What is the concentration of OH- ions in the final solution prepared by mixing 20ml of 0.05 M HCL with 30ml of 0.10M Ba(OH)2?

1 Answer
Mar 17, 2018

#"0.04M"#.

Explanation:

This is our balanced equation (note: all of the compounds except for water, like #HCl#, would usually be written as constituent ions (like #H^+# and #Cl^-#) since they dissociate in water, but we're just using formulas like #HCl (aq)# because they're easier to read):

#2HCl (aq) + Ba(OH)_2(aq) -> 2H_2O(l) + BaCl_2(aq)#

If all of the #OH^-# and #H^+# ions react, the concentration of #OH^-# ions will be #0#—there won't be anything left. But in our case, #Ba(OH)_2# is in excess, so not all #OH^-# ions will react and there still will be some left after the reaction is complete.

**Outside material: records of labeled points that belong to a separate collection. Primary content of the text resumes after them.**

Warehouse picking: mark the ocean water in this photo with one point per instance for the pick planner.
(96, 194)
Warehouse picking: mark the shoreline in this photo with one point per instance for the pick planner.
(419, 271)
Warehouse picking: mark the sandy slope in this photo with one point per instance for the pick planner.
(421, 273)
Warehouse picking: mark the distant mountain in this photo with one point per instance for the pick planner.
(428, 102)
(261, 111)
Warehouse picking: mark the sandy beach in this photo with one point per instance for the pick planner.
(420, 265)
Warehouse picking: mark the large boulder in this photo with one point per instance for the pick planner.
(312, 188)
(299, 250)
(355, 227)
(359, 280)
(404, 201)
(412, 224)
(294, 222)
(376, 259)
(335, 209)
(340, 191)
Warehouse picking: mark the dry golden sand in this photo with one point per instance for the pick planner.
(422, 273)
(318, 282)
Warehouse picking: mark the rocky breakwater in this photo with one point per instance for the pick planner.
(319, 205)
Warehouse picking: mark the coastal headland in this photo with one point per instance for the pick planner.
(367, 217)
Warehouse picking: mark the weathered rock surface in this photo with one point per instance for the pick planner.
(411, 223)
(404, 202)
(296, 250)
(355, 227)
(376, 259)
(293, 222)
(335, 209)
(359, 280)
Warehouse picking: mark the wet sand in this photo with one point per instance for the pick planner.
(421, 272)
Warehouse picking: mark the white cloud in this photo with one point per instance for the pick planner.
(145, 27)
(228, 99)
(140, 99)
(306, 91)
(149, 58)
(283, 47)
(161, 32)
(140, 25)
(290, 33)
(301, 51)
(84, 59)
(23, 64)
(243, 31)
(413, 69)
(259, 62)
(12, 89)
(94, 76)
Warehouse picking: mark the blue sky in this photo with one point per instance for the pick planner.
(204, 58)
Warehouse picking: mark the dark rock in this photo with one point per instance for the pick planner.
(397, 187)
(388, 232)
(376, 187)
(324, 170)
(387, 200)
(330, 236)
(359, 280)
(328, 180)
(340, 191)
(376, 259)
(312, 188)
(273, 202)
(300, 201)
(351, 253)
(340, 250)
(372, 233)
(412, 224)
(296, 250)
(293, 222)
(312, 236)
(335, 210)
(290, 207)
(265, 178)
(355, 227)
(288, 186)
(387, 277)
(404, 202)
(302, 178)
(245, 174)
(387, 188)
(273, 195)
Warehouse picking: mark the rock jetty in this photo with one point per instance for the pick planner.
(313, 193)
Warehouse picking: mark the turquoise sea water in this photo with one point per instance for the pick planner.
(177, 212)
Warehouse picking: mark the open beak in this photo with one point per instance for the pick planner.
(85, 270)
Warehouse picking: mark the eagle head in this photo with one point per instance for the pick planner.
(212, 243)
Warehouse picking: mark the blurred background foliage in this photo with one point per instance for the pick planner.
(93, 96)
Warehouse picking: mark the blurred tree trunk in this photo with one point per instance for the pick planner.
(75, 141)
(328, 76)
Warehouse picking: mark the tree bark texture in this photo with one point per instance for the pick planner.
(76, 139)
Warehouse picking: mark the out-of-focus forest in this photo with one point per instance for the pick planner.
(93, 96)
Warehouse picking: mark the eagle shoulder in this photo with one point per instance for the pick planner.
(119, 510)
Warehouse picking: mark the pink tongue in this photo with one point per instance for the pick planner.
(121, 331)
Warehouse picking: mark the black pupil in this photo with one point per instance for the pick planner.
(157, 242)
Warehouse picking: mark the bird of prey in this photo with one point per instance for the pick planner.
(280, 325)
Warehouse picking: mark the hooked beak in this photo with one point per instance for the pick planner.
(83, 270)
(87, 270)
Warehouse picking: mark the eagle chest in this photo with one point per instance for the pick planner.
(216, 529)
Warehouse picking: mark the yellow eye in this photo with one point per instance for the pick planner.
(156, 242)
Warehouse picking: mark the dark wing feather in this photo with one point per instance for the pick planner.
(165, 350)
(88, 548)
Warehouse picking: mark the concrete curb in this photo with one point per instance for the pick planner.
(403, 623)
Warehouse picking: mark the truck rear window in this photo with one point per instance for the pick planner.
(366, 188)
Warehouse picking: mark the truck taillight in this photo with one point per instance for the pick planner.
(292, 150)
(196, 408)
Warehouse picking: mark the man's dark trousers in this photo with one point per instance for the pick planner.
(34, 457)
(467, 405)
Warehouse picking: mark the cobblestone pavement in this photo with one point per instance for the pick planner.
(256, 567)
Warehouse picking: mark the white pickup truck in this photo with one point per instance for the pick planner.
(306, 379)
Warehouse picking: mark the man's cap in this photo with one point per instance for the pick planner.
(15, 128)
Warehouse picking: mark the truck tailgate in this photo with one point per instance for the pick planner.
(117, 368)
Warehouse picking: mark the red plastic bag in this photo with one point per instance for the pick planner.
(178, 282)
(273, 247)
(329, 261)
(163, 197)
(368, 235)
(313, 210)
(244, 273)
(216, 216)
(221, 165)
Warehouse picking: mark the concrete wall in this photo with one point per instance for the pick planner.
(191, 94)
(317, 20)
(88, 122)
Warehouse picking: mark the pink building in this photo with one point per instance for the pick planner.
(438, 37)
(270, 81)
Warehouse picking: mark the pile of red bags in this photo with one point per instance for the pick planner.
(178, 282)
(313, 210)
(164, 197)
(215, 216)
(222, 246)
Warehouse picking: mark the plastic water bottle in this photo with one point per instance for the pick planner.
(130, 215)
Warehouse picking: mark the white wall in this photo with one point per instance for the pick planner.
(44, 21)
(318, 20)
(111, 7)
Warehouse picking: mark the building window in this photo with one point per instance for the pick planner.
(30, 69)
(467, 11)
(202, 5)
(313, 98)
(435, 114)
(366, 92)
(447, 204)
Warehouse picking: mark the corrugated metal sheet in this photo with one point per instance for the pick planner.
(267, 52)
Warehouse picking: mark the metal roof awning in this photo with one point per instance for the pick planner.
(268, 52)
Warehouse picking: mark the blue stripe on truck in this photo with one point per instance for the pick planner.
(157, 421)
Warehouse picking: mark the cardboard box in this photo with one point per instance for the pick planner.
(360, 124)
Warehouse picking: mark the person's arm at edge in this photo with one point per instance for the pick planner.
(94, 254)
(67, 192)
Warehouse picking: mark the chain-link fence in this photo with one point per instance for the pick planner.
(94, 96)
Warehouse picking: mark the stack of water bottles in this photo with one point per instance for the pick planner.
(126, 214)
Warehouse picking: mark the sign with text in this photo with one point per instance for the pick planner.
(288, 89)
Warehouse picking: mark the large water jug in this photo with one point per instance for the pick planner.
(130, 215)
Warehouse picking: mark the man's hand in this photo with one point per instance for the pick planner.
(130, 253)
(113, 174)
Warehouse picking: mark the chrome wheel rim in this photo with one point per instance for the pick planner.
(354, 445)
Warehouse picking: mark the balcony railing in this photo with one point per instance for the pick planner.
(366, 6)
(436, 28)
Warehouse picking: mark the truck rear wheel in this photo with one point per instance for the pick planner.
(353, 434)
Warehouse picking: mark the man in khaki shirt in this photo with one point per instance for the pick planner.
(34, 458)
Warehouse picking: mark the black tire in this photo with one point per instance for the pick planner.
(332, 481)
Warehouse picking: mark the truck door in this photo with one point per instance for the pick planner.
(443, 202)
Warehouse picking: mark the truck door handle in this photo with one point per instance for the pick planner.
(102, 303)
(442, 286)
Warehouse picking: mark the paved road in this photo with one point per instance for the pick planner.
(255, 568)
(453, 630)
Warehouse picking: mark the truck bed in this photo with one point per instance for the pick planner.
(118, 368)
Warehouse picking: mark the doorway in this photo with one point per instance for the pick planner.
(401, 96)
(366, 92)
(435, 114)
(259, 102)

To find the concentration of #OH^-# ions, we need to find how many #OH^-# ions didn't react, and then use that to calculate its concentration.

Finding Excess #OH^-#
#2HCl (aq) + Ba(OH)_2(aq) -> 2H_2O(l) + BaCl_2(aq)#
For every #1# mole of #Ba(OH)_2# that reacts, #2# moles of #HCl# need to react.

We have #"20 mL"# of #"0.05 M HCl"#.
That's #"0.05 mol/L × 0.020 L = 0.001"# moles of #HCl#.

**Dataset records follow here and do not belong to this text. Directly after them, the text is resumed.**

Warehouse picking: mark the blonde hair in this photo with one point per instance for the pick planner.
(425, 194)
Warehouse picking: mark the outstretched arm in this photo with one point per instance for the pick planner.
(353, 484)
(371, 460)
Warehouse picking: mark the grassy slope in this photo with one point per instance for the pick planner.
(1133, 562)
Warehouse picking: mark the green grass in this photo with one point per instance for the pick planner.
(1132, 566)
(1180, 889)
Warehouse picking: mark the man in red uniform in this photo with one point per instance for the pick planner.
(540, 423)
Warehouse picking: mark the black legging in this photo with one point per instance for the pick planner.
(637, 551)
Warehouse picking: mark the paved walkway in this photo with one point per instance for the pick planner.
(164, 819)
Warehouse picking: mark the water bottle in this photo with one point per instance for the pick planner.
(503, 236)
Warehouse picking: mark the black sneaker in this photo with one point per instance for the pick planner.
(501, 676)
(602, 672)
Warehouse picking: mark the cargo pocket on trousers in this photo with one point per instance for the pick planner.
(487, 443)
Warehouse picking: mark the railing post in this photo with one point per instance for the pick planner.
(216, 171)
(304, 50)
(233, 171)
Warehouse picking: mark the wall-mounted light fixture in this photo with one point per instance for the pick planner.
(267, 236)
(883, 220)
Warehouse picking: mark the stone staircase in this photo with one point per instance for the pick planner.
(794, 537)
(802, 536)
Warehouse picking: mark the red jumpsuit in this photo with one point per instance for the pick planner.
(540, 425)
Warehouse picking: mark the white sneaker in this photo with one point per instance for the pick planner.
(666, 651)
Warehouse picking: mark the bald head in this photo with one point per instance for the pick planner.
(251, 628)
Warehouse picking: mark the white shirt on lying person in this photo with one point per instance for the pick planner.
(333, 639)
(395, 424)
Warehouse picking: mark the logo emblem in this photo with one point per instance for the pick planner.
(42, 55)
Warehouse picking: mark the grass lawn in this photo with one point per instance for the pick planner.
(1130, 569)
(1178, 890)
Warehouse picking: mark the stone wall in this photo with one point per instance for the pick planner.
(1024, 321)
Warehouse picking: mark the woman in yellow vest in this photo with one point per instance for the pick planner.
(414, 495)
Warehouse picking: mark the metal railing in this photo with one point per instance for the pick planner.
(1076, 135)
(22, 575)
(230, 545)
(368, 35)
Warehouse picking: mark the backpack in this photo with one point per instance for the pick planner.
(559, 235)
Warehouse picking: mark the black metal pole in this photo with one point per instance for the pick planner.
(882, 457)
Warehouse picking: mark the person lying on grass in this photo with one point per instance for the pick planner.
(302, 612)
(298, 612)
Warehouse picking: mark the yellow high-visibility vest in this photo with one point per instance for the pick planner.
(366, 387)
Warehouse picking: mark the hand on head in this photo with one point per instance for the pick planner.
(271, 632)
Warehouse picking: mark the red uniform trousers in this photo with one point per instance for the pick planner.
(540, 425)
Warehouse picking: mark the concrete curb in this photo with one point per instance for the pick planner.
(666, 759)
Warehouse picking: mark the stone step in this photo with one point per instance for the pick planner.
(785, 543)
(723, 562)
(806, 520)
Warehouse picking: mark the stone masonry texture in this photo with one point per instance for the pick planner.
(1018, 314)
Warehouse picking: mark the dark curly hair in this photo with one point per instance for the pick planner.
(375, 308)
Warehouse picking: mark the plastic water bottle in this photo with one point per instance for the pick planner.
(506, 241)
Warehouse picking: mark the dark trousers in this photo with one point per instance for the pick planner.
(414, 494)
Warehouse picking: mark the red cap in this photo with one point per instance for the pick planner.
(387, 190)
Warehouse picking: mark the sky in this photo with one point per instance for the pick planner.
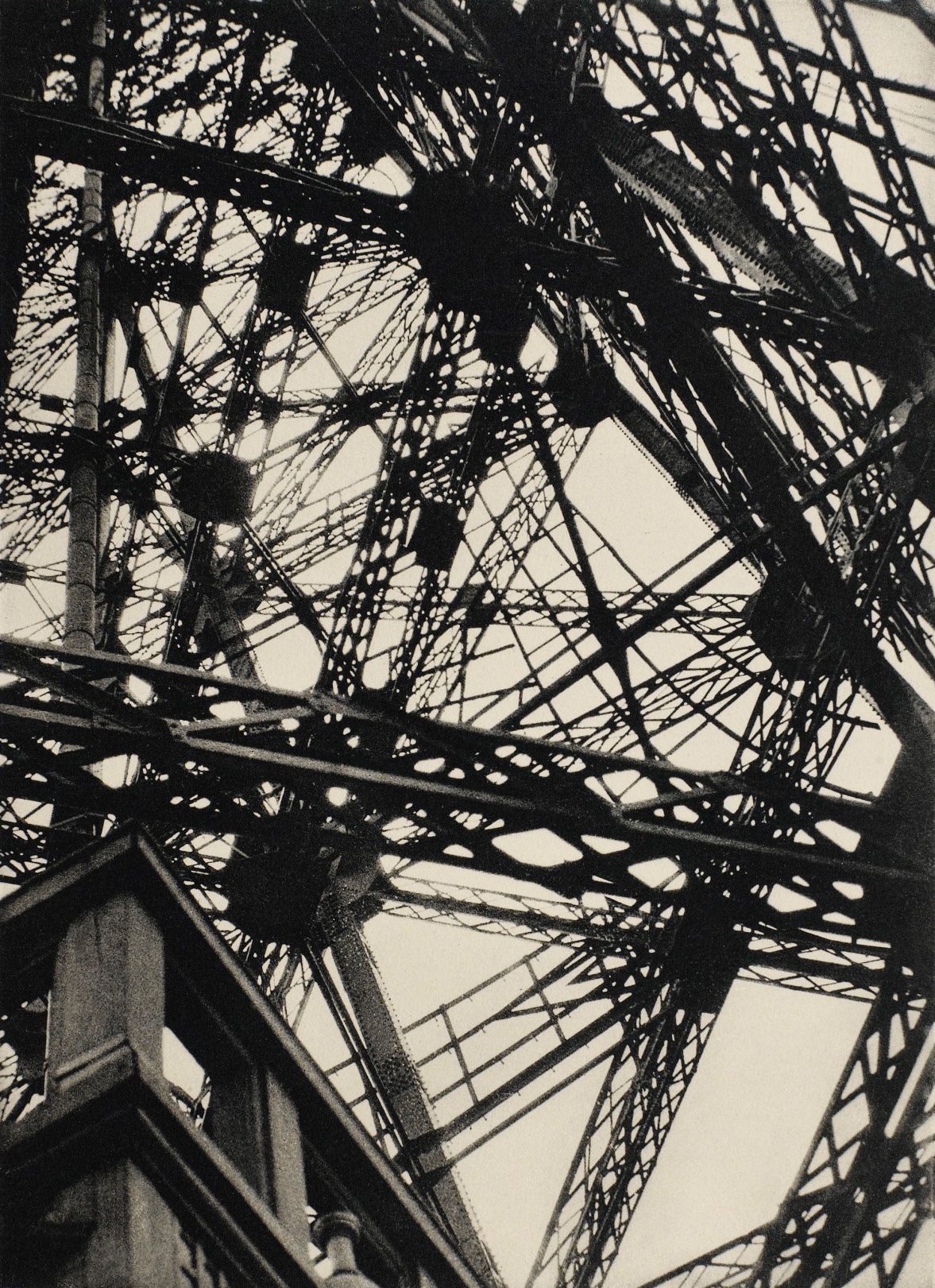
(775, 1055)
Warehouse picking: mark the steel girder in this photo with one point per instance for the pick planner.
(598, 253)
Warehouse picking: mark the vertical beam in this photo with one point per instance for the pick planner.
(107, 995)
(394, 1066)
(81, 568)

We have #"30 mL"# of #"0.10M Ba(OH)₂"#.
That's #"0.10 mol/L × 0.030 L = 0.003"# moles of #Ba(OH)_2#.

To react with #0.001# moles of #HCl#, #0.001xx2=0.002# moles of #Ba(OH)_2# need to react because of the mole ratio.
We know that we have #0.003# moles, so #0.003-0.002=0.001# moles of #Ba(OH)_2# didn't react.
This means that after the reaction is over, #0.001# moles of #Ba(OH)_2# are still left sitting there in the solution.

We can use this to find out how many #OH^-# are left in the solution: #1# mole of #Ba(OH)_2# contains #2# moles of #OH^-#, so #0.001# moles of #Ba(OH)_2# contains #0.002# moles of #OH^-#.

Calculating Concentration
Molarity is expressed in moles per litre:

#M = "mol"/L#

We know the moles of #OH^-#, which is #0.002#.
The volume in litres is also given to us—there are #20 mL# of #HCl# and #30 mL# of #Ba(OH)_2#, so there must be #20+30 = 50 mL#, or #0.05 L#, of total solution.

Therefore, the molarity is #"0.002 mol/0.05 L = 0.04M"#.